Coroner: Don Cornelius death a suicide
Coroner’s officials on Tuesday ruled Don Cornelius’ death a suicide, nearly a week after the “Soul Train” creator and host was found with a gunshot wound to the head.
The agency made the determination after conducting an autopsy on Cornelius’ body Friday. Investigators are still awaiting the results of toxicology tests before issuing a final report.
Police quickly ruled out foul play after responding to Cornelius’ Mulholland Drive home early on the morning of Feb. 1. His son had alerted authorities after receiving a call from his father.
Cornelius, 75, started “Soul Train” in 1970 and it became one of the longest-running syndicated shows in history, introducing audiences to many top music acts and providing a never-before-seen TV platform for black culture. The popular host was honored Saturday in Harlem with a lively celebration in tribute to him and the wide-ranging influence of his show.
Book critic’s scathing review wins hatchet job award
A critic who accused a Pulitzer Prize-winning novelist of scattering literary allusions like “tin cans tied to a tricycle” has won a prize for the year’s most lacerating book review.
Adam Mars-Jones’ review of Michael Cunningham’s novel “By Nightfall” was named the winner of the Hatchet Job of the Year Award, according to the Associated Press.
The review condemns the novel’s pretensions, saying it is “filled with thoughts about art, or (more ominously) Thoughts about Art.”
Mr. Mars-Jones, a British-born novelist, was awarded a golden hatchet and a year’s supply of potted shrimp at a ceremony Tuesday in London.
The U.K.-centric prize was established by review aggregating website the Omnivore to honor “the angriest, funniest, most trenchant” review published in a newspaper or magazine in 2011.
Gibson likely won’t testify in deputy’s discrimination suit
A civil jury likely will not hear directly from Mel Gibson about the night of his drunken driving arrest because his testimony doesn’t appear relevant to a deputy’s claim that he was discriminated against because of the traffic stop, a judge said Tuesday.
In a series of tentative rulings, Superior Court Judge Barbara Scheper said she likely will block attorneys for Deputy James Mee from showing the jury a video of Mr.

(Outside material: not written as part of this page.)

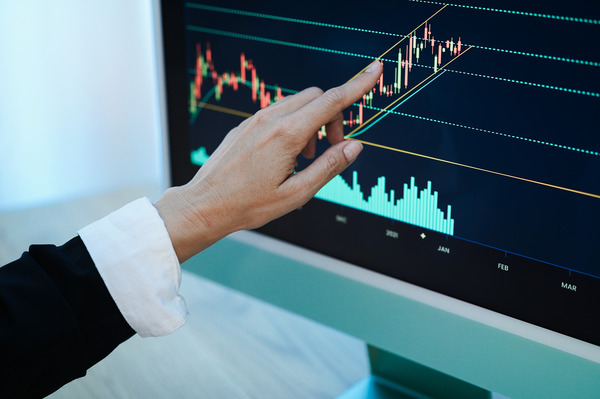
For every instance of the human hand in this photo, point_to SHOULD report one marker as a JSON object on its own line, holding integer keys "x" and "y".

Gibson being booked into jail and a 30-second TV ad he made supporting the Los Angeles County Sheriff’s Department three years before his arrest.

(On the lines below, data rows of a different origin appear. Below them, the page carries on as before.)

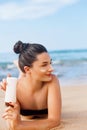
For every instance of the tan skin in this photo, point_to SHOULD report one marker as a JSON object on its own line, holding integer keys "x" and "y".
{"x": 43, "y": 92}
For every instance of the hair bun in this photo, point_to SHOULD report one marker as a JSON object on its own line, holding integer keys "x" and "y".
{"x": 19, "y": 47}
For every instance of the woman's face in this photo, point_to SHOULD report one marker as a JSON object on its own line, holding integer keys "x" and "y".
{"x": 41, "y": 69}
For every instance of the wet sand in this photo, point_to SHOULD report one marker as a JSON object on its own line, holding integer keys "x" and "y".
{"x": 74, "y": 108}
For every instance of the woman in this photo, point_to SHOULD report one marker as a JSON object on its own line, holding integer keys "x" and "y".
{"x": 38, "y": 105}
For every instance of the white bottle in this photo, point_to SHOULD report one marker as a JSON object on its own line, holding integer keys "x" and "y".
{"x": 10, "y": 95}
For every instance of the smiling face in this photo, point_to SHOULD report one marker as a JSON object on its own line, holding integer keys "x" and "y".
{"x": 41, "y": 69}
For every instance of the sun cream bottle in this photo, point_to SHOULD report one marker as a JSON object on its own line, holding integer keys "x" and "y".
{"x": 10, "y": 95}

Deputy Mee, who is Jewish, claims he suffered religious discrimination at the hands of his superiors after arresting Mr. Gibson in 2006, and that he was ordered to remove the actor-director’s anti-Semitic rants from a report.
He claims he was passed over for promotions and suffered other reprisals because of the case and that he was personally offended by Mr. Gibson’s remarks.
Mr. Gibson’s work as a spokesman for the department helps explain “the circumstances that serve as a backdrop to the harassment and hostile work environment that Deputy Mee suffered,” his attorneys wrote in a court filing.
Mr. Gibson “wasn’t just another arrestee. He was the ’public face’ of the department,” the documents state.
Judge Scheper also says she won’t allow Los Angeles County Sheriff Lee Baca to testify during the case unless there is some evidence he ordered actions against Deputy Mee.
Judge Scheper said she will make final rulings in the case on Tuesday, with jury selection expected later next week. Unless she alters course, jurors will hear little about the events during and immediately after Mr. Gibson’s arrest.
“In my view, it’s what happened after this gentleman was arrested” that is crucial to the case, Judge Scheper said.
• Compiled from Web and wire service reports.